Hello all, we've deployed dagster in our k8s clust...
# ask-community
w
Hello all, we've deployed dagster in our k8s cluster, and we get this error once in a while during the pipeline runs:
Copy code
TimeoutError: [Errno 110] Connection timed out
  File "/home/appuser/.local/lib/python3.7/site-packages/dagster/core/execution/api.py", line 748, in pipeline_execution_iterator
    for event in pipeline_context.executor.execute(pipeline_context, execution_plan):
  File "/home/appuser/.local/lib/python3.7/site-packages/dagster_celery/core_execution_loop.py", line 77, in core_celery_execution_loop
    if result.ready():
  File "/home/appuser/.local/lib/python3.7/site-packages/celery/result.py", line 317, in ready
    return self.state in self.backend.READY_STATES
  File "/home/appuser/.local/lib/python3.7/site-packages/celery/result.py", line 477, in state
    return self._get_task_meta()['status']
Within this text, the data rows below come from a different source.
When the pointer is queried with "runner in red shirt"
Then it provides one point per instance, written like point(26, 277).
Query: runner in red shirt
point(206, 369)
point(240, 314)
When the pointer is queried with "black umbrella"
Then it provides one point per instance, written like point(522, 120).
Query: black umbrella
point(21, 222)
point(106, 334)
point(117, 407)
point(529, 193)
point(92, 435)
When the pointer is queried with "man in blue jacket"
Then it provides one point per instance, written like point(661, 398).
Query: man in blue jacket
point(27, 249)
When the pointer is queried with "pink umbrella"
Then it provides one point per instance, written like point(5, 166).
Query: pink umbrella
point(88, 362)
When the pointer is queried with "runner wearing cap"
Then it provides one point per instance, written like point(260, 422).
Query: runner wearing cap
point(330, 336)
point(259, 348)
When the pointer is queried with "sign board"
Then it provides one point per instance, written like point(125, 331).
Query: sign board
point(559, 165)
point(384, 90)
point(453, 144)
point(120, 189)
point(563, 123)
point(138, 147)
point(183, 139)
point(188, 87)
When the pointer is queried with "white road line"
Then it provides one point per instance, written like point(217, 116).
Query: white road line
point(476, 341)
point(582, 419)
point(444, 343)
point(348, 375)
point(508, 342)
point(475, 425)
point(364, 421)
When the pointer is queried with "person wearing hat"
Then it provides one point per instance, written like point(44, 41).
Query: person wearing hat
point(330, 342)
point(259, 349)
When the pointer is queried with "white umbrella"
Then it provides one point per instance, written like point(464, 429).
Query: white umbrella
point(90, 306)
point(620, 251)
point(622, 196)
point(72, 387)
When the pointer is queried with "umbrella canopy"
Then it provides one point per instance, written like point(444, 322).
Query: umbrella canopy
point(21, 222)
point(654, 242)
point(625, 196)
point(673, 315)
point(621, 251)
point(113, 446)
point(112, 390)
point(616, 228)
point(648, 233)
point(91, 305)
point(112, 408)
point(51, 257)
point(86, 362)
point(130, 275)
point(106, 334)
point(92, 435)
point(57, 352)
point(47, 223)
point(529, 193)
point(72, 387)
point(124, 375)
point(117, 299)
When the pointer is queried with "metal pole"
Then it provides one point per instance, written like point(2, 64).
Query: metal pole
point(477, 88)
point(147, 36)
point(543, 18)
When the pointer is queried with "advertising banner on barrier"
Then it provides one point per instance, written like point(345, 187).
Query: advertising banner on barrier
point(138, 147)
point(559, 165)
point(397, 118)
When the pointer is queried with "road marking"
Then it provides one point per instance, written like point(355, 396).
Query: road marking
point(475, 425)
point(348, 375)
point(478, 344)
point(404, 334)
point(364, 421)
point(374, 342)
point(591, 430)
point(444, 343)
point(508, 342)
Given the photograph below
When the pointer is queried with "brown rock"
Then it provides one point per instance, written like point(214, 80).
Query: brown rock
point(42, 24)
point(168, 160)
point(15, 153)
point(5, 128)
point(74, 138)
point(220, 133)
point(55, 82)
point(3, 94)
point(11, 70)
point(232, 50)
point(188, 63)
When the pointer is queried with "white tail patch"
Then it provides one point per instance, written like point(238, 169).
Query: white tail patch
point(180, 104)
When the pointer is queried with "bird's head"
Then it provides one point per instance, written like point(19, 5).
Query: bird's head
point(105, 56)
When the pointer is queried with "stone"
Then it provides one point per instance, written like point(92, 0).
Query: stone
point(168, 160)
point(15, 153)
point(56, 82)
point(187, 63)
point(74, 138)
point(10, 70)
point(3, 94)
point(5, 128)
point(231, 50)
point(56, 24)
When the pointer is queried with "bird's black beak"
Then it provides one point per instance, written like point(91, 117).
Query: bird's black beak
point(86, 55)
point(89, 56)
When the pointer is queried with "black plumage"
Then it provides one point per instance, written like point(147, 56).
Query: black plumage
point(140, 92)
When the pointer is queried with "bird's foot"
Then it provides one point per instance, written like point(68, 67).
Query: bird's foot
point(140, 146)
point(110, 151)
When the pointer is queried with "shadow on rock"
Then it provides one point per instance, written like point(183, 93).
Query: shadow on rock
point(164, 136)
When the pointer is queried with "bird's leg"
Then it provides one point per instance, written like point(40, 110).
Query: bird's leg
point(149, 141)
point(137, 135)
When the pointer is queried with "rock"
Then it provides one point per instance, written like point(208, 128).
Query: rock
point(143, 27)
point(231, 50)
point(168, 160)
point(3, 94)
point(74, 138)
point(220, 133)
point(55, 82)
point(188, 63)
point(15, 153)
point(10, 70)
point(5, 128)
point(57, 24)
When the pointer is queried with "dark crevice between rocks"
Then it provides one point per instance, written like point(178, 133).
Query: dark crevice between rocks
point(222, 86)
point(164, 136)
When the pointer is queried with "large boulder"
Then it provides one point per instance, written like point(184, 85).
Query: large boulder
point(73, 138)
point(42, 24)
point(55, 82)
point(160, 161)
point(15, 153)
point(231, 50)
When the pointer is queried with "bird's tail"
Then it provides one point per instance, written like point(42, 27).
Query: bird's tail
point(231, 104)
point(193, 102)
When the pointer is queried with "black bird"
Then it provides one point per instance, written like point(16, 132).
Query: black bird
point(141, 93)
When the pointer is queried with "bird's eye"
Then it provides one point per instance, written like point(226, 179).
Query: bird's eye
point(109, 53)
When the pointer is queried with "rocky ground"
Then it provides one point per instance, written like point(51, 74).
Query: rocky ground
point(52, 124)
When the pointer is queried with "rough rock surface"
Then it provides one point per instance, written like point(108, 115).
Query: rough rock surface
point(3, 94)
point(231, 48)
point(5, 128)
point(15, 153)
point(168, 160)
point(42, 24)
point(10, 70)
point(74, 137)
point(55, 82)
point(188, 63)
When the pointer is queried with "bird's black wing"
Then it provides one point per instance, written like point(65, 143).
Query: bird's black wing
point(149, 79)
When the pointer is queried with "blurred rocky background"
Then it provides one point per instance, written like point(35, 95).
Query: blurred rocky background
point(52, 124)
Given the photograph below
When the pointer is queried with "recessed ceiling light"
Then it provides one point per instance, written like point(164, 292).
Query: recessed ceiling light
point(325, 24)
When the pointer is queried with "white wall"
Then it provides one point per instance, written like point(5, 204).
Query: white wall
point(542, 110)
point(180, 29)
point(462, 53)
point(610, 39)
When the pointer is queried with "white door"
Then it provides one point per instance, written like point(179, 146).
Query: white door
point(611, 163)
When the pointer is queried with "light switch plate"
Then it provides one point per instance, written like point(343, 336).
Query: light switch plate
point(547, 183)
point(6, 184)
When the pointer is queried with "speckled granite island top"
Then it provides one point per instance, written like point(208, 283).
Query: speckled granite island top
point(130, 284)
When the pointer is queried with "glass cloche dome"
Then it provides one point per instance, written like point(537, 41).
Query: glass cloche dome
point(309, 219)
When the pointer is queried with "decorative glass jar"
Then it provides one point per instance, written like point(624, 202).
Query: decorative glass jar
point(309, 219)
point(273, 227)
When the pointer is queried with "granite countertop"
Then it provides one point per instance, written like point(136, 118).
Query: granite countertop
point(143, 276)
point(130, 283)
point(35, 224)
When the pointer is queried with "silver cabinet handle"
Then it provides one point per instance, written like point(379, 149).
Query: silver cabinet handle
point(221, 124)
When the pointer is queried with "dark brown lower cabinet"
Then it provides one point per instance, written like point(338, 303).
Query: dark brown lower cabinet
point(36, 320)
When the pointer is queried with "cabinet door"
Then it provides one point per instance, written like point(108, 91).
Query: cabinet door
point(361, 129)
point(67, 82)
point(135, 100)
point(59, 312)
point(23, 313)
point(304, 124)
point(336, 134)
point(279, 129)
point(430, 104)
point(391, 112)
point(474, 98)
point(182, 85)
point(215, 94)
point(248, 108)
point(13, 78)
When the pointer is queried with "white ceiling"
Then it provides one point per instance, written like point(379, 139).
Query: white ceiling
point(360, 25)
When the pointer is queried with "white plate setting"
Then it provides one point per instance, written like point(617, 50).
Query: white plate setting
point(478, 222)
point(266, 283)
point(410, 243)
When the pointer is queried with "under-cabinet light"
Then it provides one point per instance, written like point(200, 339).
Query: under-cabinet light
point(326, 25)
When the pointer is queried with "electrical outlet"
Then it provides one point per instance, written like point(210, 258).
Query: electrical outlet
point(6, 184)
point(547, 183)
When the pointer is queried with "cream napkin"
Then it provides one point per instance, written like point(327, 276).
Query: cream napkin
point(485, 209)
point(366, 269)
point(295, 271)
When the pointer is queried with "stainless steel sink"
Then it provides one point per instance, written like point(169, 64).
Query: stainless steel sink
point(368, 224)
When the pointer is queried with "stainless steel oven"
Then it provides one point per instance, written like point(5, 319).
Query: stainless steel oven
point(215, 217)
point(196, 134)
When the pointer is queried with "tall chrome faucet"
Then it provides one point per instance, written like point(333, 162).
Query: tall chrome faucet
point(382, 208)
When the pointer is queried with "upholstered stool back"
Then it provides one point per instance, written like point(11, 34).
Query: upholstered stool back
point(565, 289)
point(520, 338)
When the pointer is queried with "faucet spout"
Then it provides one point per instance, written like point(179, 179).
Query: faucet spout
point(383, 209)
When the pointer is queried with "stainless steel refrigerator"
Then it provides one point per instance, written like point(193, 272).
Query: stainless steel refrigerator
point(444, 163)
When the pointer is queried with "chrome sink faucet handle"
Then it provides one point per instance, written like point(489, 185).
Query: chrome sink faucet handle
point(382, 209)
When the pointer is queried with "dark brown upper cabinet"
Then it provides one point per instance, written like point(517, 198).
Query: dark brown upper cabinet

  File "/home/appuser/.local/lib/python3.7/site-packages/celery/result.py", line 416, in _get_task_meta
    return self._maybe_set_cache(self.backend.get_task_meta(self.id))
  File "/home/appuser/.local/lib/python3.7/site-packages/celery/backends/rpc.py", line 240, in get_task_meta
    for acc in self._slurp_from_queue(task_id, self.accept, backlog_limit):
  File "/home/appuser/.local/lib/python3.7/site-packages/celery/backends/rpc.py", line 274, in _slurp_from_queue
    binding.declare()
  File "/home/appuser/.local/lib/python3.7/site-packages/kombu/entity.py", line 606, in declare
    self._create_queue(nowait=nowait, channel=channel)
  File "/home/appuser/.local/lib/python3.7/site-packages/kombu/entity.py", line 615, in _create_queue
    self.queue_declare(nowait=nowait, passive=False, channel=channel)
  File "/home/appuser/.local/lib/python3.7/site-packages/kombu/entity.py", line 650, in queue_declare
    nowait=nowait,
  File "/home/appuser/.local/lib/python3.7/site-packages/amqp/channel.py", line 1163, in queue_declare
    spec.Queue.DeclareOk, returns_tuple=True,
  File "/home/appuser/.local/lib/python3.7/site-packages/amqp/abstract_channel.py", line 99, in wait
    self.connection.drain_events(timeout=timeout)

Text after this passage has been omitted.